Power-Limiting Effects in GaAs Microwave MeSFETs
Power-Limiting Effects in GaAs Microwave MeSFETs In the late 1970's solid-state microwave IC technology really became feasible, due primarily to the GaAs MeSFET. In general, one needs two types of transistors in a system: low-noise devices in the receiver, and high-power devices in the transmitter. TI was (and continues to be) very successful in developing the high-power devices, and so I worked on understanding the power-limiting mechanisms and finding ways to circumvent them.
There are two power-limiting effects: the current limit and the breakdown voltage. The current limit was well-understood; it is due to the maximum velocity with which electrons can move through the crystal. The nature of the breakdown voltage was more obscure at that time. The situation was confused by several factors: Many of those working on GaAs MeSFETs had worked on Gunn diodes in the late 1960's and early 1970's and some had developed a strong suspicion that funny things were occuring at the anode of those devices, which was transferred to the drain of the MeSFET. These suspicions were apparently comfirmed by the observation of light-emission from the drain edge in a MeSFET: T. Mimura et al., "Visible light emission from GaAs field effect transistor," Proceedings of the IEEE 65, 1407-8 [1977] and R. Yamamoto, A. Higshisaka, and F. Hasegawa, "Light emission and burnout characteristics of GaAs power MeSFETs, IEEE Transactions on Electron Devices ED-25, 567-73 [1978]. The picture was also consistent with the notion proposed by M. S. Shur that the breakdown occurred in the high-field region of a stationary Gunn domain in the FET channel L.F. Eastman, S. Tiwari, and M.S. Shur, "Design criteria for GaAs MESFETs related to stationary high field domains," Solid-State Electronics 23, 383-9 [1980].
We entered this study with a firm appreciation of the fact that the only behavior of the device that matters is its behavior in a microwave circuit. In such a case, the device is constrained to operate along a load line, as shown below. (Well, at least near the load line. If the load is properly matched, the conduction current should follow the load line, but nonlinearities in the reactive elements of the device will cause slight deviations.) Now, the experiments in which light emission was observed employed dc bias with the gate shorted to the source. Consequently, they explored the upper right-hand (high voltage, high current) corner of the characteristic curves. Note that the load line keeps the device away from this region, and that breakdown really occurs in the lower right corner (high voltage, low current).

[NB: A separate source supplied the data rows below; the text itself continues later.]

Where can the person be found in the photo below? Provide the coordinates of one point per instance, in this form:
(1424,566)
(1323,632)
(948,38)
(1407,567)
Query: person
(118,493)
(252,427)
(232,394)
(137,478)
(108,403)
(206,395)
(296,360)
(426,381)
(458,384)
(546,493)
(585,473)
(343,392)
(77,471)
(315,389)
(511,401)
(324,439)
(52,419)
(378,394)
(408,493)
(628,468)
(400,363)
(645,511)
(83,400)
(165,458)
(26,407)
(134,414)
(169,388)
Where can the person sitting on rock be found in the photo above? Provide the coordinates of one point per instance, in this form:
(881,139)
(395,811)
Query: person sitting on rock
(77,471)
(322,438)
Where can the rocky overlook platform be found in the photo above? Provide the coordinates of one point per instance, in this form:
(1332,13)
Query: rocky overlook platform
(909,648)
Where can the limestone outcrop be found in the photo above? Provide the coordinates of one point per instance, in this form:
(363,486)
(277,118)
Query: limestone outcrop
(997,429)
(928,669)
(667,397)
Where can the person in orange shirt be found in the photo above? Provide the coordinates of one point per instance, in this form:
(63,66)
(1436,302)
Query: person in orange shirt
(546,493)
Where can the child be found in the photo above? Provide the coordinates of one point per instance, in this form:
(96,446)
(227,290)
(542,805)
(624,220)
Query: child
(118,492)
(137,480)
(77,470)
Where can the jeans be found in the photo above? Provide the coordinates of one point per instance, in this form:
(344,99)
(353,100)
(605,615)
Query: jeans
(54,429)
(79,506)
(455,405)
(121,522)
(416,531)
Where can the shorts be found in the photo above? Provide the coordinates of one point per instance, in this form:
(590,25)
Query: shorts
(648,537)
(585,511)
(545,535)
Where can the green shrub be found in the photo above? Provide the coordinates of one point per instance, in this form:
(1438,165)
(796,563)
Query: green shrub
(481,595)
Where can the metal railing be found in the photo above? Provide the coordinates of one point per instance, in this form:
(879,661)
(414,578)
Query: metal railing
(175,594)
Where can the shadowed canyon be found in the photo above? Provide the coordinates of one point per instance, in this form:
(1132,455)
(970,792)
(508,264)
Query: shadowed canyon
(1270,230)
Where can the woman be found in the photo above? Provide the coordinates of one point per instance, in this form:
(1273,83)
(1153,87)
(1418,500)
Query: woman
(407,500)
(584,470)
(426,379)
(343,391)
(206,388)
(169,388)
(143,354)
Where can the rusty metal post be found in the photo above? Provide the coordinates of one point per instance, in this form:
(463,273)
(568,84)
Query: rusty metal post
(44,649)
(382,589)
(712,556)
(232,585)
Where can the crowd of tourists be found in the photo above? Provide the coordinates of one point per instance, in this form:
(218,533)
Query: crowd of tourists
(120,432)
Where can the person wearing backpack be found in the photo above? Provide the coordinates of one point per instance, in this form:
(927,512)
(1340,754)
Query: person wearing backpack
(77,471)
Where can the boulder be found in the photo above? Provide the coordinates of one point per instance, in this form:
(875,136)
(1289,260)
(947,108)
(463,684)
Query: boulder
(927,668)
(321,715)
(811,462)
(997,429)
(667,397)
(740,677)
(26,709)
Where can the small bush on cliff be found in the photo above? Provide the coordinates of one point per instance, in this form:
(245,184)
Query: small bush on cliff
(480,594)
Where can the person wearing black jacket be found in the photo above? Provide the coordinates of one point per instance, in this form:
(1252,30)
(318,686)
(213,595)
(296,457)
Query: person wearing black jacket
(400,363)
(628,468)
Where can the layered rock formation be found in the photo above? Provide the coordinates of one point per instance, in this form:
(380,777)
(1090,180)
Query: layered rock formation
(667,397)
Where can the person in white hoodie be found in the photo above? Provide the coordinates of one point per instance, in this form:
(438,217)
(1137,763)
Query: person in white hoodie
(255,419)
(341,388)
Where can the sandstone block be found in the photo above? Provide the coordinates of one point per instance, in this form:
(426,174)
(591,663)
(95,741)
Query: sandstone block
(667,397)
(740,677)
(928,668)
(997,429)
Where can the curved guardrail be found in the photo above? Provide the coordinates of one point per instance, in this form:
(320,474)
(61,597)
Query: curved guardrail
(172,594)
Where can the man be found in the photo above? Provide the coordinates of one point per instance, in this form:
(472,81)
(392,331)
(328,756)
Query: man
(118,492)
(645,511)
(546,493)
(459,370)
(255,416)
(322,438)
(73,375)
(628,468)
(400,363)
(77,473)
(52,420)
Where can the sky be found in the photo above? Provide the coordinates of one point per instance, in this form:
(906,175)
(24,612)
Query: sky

I developed a two-dimensional device simulation code capable that could handle complex geometries, in particular recessed gate structures, which were known to produce higher-power devices. We ran this simulator with knowledge of the load-line constraints, with the results shown below.
It was quite clear that the breakdown should be a purely electrostatic effect, occuring in the nearly singular electric field at the drain-side edge of the gate. My colleagues Hua-Quen Tserng and Paul Saunier set up an experiment to optically examine a device under high-power rf operation and observe the light emission. As we expected, it was the edge of the gate that lit up (below). H. Q. Tserng, W. R. Frensley, and P. Saunier, "Light Emission of GaAs Power MESFETs Under RF Drive," IEEE Electron Device Letters EDL-1 20-1 [1980].
Given the insight into what was actually occuring, and a simple model of the charge distribution in the FET at breakdown, I was able to develop an analytic model which demonstrated that the beakdown voltage was inversely proportional to the channel doping times the channel thickness.